En el caso de las mujeres, se deben establecer los límites de gastos cuando se requieren hacer inversiones mayores. Es decir, puede que nos toque claudicar en cosas innecesarias para ver cumplido el plan que deseamos junto con nuestros esposos.

Todo matrimonio debe tener la virtud de soñar juntos, de proyectarse financieramente, de mirar el futuro y crear un ambiente sólido en cuanto a las finanzas. 

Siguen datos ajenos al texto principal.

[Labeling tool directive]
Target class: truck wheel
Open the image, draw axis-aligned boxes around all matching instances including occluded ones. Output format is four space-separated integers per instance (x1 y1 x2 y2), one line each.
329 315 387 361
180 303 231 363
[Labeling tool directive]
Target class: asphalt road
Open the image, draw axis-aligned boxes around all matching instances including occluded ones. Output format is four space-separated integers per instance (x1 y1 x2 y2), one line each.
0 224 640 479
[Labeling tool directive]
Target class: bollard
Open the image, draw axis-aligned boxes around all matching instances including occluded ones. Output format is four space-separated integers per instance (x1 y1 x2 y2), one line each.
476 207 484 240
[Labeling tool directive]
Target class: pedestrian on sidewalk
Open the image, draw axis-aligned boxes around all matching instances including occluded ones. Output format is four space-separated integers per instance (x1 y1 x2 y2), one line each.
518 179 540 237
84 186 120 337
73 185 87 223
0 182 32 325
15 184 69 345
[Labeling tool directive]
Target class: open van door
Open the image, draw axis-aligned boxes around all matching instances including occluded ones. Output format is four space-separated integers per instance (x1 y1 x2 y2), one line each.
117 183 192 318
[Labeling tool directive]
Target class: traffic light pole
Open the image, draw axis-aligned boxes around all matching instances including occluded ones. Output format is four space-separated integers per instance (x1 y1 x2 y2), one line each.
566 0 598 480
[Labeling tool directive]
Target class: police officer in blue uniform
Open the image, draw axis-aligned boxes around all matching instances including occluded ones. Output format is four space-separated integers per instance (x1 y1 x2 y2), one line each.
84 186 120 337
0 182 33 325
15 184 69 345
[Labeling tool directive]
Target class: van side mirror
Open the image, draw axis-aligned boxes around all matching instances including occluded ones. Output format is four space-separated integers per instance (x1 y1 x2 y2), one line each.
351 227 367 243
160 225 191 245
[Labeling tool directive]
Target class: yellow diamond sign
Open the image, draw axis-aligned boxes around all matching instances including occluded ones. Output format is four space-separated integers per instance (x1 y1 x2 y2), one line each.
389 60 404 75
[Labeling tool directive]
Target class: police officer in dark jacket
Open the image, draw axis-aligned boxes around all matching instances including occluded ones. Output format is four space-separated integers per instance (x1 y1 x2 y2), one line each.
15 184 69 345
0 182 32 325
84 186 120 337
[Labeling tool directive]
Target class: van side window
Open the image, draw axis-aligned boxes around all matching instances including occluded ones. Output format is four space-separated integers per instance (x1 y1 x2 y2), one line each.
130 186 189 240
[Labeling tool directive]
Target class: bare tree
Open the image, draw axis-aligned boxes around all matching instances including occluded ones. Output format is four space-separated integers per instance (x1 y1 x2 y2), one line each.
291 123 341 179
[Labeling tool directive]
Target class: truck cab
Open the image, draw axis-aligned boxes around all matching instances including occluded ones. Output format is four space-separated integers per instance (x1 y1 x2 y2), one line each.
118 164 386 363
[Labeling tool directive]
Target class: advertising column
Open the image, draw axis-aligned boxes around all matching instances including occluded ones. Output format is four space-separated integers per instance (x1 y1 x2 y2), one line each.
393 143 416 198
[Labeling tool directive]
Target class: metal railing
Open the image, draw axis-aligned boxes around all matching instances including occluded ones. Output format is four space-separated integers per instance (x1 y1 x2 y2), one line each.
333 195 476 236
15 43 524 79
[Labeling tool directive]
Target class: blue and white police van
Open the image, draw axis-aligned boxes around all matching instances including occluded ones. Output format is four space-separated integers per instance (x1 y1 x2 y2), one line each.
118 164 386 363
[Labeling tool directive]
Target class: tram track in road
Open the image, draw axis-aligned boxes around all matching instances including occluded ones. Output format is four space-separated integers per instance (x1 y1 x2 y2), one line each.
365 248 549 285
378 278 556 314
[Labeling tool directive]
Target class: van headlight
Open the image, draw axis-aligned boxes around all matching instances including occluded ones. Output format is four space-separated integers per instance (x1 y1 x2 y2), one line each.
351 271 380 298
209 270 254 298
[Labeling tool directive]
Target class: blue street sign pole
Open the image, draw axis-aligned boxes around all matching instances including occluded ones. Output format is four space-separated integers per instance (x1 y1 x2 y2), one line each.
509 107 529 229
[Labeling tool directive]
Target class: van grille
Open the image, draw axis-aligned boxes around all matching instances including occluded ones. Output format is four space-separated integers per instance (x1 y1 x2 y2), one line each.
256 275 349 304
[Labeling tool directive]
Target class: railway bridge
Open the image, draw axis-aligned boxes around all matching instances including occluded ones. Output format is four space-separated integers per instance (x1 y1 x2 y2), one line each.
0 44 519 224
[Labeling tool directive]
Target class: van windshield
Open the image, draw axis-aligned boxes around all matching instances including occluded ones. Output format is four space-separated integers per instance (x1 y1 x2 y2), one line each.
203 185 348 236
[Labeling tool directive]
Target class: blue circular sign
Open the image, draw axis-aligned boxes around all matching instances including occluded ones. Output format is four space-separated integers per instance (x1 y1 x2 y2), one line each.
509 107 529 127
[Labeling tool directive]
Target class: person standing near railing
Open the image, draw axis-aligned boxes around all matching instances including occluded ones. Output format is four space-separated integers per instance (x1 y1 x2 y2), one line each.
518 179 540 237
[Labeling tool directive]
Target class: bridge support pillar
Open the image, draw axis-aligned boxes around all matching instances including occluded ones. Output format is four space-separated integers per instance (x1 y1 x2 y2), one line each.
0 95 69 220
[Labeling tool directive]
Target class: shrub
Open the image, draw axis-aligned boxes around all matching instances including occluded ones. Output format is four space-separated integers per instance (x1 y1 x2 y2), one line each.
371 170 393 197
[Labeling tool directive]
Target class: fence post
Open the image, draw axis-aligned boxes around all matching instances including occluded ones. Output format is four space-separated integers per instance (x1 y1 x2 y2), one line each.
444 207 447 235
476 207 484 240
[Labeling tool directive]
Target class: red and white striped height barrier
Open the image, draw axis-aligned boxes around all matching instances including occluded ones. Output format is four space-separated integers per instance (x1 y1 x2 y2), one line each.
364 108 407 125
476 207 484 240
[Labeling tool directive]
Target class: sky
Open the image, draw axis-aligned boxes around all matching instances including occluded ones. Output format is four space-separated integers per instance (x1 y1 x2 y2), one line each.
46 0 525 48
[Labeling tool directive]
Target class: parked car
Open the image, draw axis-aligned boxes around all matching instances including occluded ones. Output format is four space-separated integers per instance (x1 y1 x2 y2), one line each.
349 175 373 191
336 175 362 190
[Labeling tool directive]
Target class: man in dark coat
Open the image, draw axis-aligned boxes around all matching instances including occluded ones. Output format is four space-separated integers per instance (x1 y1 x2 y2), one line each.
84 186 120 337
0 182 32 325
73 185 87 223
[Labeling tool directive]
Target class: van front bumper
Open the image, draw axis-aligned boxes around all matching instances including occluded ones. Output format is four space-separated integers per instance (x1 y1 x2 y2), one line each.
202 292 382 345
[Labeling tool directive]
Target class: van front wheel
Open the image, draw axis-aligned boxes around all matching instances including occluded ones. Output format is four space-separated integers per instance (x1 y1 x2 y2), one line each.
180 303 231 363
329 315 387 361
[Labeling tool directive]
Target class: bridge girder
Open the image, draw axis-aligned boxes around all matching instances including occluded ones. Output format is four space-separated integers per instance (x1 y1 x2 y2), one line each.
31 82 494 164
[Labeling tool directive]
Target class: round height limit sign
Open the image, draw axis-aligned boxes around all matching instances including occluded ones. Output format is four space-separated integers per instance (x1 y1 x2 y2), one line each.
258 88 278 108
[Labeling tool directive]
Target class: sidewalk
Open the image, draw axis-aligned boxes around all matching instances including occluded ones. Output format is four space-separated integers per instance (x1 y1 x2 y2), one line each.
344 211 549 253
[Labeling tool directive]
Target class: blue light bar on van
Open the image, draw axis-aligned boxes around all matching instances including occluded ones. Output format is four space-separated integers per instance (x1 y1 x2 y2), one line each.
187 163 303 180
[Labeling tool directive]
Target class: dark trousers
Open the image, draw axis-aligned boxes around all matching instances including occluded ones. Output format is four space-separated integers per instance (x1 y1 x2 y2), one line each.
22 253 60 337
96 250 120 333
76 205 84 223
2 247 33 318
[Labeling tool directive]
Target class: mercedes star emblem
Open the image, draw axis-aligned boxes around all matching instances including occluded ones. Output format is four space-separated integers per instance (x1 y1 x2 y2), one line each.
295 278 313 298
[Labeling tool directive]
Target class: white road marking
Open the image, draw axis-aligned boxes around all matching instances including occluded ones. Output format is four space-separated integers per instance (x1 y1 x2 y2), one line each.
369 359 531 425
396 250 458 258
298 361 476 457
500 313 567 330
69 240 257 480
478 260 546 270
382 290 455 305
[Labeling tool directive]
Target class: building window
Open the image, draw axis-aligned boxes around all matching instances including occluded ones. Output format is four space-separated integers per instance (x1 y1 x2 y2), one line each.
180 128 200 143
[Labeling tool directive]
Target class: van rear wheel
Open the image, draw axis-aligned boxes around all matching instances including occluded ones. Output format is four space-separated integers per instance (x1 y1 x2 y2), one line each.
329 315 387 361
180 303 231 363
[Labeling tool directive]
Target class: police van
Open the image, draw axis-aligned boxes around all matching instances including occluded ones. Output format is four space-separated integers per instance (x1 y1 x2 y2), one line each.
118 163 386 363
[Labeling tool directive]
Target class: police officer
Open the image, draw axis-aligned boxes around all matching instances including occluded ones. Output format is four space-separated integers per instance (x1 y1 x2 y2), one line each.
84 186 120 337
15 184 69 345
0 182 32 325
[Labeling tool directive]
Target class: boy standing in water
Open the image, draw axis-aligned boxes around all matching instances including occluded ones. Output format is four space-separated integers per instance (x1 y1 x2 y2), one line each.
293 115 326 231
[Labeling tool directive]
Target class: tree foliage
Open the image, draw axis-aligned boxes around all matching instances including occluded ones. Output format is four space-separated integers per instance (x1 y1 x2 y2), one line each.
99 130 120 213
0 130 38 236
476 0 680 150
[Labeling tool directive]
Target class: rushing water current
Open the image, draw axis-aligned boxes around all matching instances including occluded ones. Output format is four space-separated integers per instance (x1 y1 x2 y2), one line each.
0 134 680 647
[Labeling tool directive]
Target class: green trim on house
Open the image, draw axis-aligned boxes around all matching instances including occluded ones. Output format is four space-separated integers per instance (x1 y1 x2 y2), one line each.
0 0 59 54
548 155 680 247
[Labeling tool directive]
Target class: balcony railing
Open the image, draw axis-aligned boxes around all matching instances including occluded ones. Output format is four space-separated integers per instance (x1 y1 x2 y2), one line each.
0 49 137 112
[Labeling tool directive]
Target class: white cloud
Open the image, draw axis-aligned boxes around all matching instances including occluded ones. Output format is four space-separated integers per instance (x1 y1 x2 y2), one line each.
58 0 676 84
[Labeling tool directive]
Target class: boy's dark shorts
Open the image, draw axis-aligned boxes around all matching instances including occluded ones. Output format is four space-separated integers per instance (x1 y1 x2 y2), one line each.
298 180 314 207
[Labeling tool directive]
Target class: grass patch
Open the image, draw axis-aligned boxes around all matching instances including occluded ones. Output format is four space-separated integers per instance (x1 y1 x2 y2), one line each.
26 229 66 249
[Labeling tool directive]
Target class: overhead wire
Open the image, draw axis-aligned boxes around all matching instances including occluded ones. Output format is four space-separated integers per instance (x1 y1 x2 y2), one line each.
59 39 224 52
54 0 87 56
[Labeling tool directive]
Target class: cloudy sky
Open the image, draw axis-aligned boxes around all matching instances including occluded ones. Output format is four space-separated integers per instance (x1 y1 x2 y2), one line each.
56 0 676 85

Algunas recomendaciones que podrán ayudarte a mejorar tu economía:

  1. Evita la codicia y el egoísmo. 
  2. Sé una persona productiva en todo lo que haces. 
  3. Esfuérzate por mejorar las finanzas en casa. 
  4. No esperes golpes de suerte. 
  5. Sé una persona dadivosa. 
  6. No seas mezquino. 
  7. Establece principios como el ahorro. 
  8. Trabaja con presupuestos dentro del hogar. 

El desorden financiero no es buen consejero 

Si el dinero que llega a nuestras manos ya lo gastamos en cosas innecesarias, o ya lo debemos, estamos hablando que vivimos en un desorden financiero, y allí es donde comienzan los conflictos.

Debemos no solo planificar, sino trabajar para tener ganancias sólidas, honestas, y bien trabajadas para que sea la fuente de Dios que nos bendiga en todo momento. 

Muchas veces oramos a Dios para que nos destrabe financieramente, pero nuestra economía es un desorden. Gastamos más de lo que nos entra, o no establecemos prioridades. 

Que el dinero que llegue a tus manos sea para honrar a Dios, bendecir a tu familia y proveer ambientes sanos. Dale a tus finanzas el justo valor que se merecen, pero no vivas esclavo de él. 

El dinero es neutral, ni bueno ni malo, por lo que no podemos pensar que es indispensable para ser feliz, o que tampoco lo necesitamos. Todos debemos darle un justo valor, y cuando lo llevamos al ámbito relacional de parejas, aún más; porque no hay nada más tormentoso que tener una economía inestable dentro de casa. 

Sé generoso dentro de casa

Proverbios 11: 25 El alma generosa será prosperada; y el que saciare, él también será saciado.

Un último consejo quisiera darte es que no dejes de ser generoso aun con los que están dentro de tu hogar. La generosidad es una clave para activar la prosperidad dentro del hogar, mientras que la mezquindad solo trae escasez, miseria y pobreza. 

En todo tiempo que puedas, establece tiempos de disfrute, invierte en un viaje, en una cena, en un compartir con tus hijos, en una escapada con tu cónyuge. Esto es invertir y ser generoso con los que amamos, y esto sin duda ayudará a mantener un hogar estable. 

Y todo lo que hagas hazlo de corazón, no escatimando, no de mala gana, sino como dice la biblia en 2 de Corintios 9: 7Cada uno debe dar lo que en su corazón ha decidido dar y no lo haga con tristeza ni por obligación. Dios ama a los que dan con alegría.